Department of Pediatric Cardiology, Sophia Children's Hospital, Erasmus MC, University Medical Center, Rotterdam, the Netherlands.
Int J Cardiol Heart Vasc. 2021 Oct 1;37:100881. doi: 10.1016/j.ijcha.2021.100881. eCollection 2021 Dec.
Catheter ablation (CA) is the first-choice treatment for tachyarrhythmia in children. Currently available CA techniques differ in mechanism of catheter navigation and energy sources.
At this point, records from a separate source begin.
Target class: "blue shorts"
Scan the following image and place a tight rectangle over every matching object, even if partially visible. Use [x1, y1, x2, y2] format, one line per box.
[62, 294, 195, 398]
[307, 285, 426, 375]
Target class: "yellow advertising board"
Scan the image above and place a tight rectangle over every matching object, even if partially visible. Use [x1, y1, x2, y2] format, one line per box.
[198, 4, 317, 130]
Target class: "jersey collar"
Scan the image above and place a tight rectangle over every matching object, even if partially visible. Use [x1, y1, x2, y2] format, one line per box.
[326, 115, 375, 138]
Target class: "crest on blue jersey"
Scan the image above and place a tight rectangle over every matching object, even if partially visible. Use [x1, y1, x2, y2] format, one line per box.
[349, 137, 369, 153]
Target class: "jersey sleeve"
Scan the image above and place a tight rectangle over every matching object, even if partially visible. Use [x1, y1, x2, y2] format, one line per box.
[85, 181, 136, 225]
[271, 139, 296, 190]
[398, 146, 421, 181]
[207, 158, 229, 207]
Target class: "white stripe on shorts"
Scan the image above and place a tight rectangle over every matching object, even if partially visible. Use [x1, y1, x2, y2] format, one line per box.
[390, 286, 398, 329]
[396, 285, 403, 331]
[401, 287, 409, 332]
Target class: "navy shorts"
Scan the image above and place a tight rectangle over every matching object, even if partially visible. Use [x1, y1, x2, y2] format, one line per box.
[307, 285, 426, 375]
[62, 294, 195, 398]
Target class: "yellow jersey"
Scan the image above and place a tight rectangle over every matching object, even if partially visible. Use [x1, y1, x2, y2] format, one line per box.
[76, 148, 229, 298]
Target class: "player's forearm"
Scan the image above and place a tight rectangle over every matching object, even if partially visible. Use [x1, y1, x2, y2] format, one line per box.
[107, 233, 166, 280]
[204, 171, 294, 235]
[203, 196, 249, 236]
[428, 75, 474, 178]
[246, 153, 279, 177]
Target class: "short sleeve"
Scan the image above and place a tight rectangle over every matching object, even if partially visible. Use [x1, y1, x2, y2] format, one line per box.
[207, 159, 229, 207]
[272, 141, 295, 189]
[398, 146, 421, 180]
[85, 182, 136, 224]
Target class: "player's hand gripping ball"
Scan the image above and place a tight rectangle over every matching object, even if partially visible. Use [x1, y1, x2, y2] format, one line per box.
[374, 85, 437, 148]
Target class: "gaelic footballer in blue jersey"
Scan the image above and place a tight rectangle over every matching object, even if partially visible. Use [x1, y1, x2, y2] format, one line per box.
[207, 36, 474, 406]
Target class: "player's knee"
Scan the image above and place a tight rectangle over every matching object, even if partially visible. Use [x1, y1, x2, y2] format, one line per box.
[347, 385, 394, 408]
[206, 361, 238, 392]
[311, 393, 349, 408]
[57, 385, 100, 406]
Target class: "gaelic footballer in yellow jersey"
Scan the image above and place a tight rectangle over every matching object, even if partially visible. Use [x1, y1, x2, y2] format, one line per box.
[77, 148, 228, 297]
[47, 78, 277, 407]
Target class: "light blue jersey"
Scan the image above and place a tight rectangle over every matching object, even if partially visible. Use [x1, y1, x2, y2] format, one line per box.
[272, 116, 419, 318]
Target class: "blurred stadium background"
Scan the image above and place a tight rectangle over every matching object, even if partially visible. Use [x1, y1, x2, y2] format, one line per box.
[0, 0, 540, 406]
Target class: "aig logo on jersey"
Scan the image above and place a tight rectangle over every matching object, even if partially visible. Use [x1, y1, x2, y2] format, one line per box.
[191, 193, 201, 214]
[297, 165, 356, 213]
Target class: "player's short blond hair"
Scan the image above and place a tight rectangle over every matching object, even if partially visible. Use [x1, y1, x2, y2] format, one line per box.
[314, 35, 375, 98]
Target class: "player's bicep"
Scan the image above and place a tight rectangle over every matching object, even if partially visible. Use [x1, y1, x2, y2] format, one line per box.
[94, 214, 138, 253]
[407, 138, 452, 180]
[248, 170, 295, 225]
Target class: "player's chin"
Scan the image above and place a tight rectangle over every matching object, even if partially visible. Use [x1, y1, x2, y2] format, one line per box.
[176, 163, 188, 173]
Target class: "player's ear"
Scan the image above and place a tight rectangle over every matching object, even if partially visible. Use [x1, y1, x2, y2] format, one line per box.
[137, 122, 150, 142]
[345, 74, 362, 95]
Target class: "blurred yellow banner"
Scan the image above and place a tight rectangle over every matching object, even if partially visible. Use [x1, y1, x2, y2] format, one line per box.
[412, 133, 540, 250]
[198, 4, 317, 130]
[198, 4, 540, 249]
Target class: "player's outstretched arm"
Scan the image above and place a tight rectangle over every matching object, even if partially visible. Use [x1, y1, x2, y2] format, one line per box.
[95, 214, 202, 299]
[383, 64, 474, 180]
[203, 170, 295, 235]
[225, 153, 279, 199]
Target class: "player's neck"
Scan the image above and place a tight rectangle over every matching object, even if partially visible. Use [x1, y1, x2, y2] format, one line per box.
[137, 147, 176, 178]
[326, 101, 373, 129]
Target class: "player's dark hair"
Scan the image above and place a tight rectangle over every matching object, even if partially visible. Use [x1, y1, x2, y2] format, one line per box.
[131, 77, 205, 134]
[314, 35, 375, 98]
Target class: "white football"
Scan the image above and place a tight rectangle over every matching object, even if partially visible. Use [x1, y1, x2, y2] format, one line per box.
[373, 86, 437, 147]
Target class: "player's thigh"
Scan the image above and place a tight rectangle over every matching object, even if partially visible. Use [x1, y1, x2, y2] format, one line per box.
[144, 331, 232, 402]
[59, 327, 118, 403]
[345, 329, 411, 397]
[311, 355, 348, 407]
There are no large studies comparing long-term outcomes between available CA techniques in a pediatric population with atrioventricular reentry tachycardia (AVRT) or atrioventricular nodal reentry tachycardia (AVNRT) mechanisms.
This study aimed to compare procedural and long-term outcomes of remote magnetic navigation-guided radiofrequency (RF) ablation (RMN), manual-guided RF ablation (MAN) and manual-guided cryoablation (CRYO).
This single-center, retrospective study included all first consecutive CA procedures for AVRT or AVNRT performed in children without structural heart disease from 2008 to 2019. Three study groups were defined by the ablation technique used: RMN, MAN or CRYO. Primary outcome was long-term recurrence of tachyarrhythmia.
In total, we included 223 patients, aged 14 (IQR 12-16) years; weighting 56 (IQR 47-65) kilograms. In total, 108 procedures were performed using RMN, 76 using MAN and 39 using CRYO. RMN had significantly lower recurrence rates compared to MAN and CRYO at mean follow-up of 5.5 ± 2.9 years (AVRT: 4.3% versus 15.6% versus 54.5%, P < 0.001; AVNRT: 7.7% versus 8.3% versus 35.7%, P = 0.008; for RMN versus MAN versus CRYO respectively). In AVNRT ablation, RMN had significantly lower fluoroscopy doses compared to CRYO [30 (IQR 20-41) versus 45 (IQR 29-65) mGy, P = 0.040).
In pediatric patients without structural heart disease who underwent their first AV(N)RT ablation, RMN has superior long-term outcomes compared to MAN and CRYO, in addition to favorable fluoroscopy doses.
导管消融术(CA)是儿童快速性心律失常的首选治疗方法。目前可用的CA技术在导管导航机制和能量来源方面存在差异。在患有房室折返性心动过速(AVRT)或房室结折返性心动过速(AVNRT)机制的儿科人群中,尚无大型研究比较现有CA技术之间的长期疗效。
本研究旨在比较远程磁导航引导下的射频(RF)消融术(RMN)、手动引导下的RF消融术(MAN)和手动引导下的冷冻消融术(CRYO)的手术过程和长期疗效。
这项单中心回顾性研究纳入了2008年至2019年期间在无结构性心脏病的儿童中进行的所有首次连续性AVRT或AVNRT的CA手术。根据所使用的消融技术定义了三个研究组:RMN、MAN或CRYO。主要结局是快速性心律失常的长期复发。
我们总共纳入了223例患者,年龄为14(四分位间距12 - 16)岁,体重为56(四分位间距47 - 65)千克。总共进行了108例RMN手术、76例MAN手术和39例CRYO手术。在平均5.5±2.9年的随访中,RMN的复发率明显低于MAN和CRYO(AVRT:4.3%对15.6%对54.5%,P<0.001;AVNRT:7.7%对8.3%对35.7%,P = 0.008;分别为RMN对MAN对CRYO)。在AVNRT消融中,RMN的透视剂量明显低于CRYO [30(四分位间距20 - 41)对45(四分位间距29 - 65)mGy,P = 0.040]。
在接受首次AV(N)RT消融的无结构性心脏病的儿科患者中,RMN与MAN和CRYO相比具有更好的长期疗效,且透视剂量也更有利。